Debate Magazine

"However, Critics Say It Risks Forgetting the Lessons of the Financial Crisis..."

Posted on the 09 December 2022 by Markwadsworth @Mark_Wadsworth

From the BBC:
The government has announced what it describes as one of the biggest overhauls of financial regulation for more than three decades.
It says the package of more than 30 reforms will "cut red tape" and "turbocharge growth". Rules that forced banks to legally separate retail banking from riskier investment operations will be reviewed. Those were introduced after the 2008 financial crisis when some banks faced collapse.
The package of changes, the "Edinburgh Reforms" is being presented as an example of post-Brexit freedom to tailor regulation specifically to the needs and strengths of the UK economy.
However, critics say it risks forgetting the lessons of the financial crisis.

Famous last words. The government is clearly insane. It's like scrapping regular checks on bridges on the basis they haven't collapsed for years.
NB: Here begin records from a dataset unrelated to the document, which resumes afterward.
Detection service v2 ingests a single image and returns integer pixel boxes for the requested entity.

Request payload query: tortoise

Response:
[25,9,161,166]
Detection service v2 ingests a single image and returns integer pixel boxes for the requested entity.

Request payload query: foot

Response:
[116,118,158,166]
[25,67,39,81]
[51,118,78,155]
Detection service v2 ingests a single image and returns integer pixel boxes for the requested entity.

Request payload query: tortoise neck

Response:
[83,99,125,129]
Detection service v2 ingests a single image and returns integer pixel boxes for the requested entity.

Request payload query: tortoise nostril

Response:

This is all just setting us up for the next financial crisis starting in 2025.
If you start at the ideal kind of economy, with free and competing markets, you can either veer to the left: over-regulation, nationalisation, socialism, communism... and end up with a small handful of people living in luxury at the expense of the impoverished masses.
Or you can veer to the right: de-regulation, privatisation of national wealth, corporatism, crony-capitalism, allowing rent-seekers to run the show... and end up with a small handful of people living in luxury at the expense of the impoverished masses.
There's no real difference, is there? Russia pivoted from the Communist extreme to the crony-capitalist extreme in the 1990s, with the same people doing the controlling and exploiting.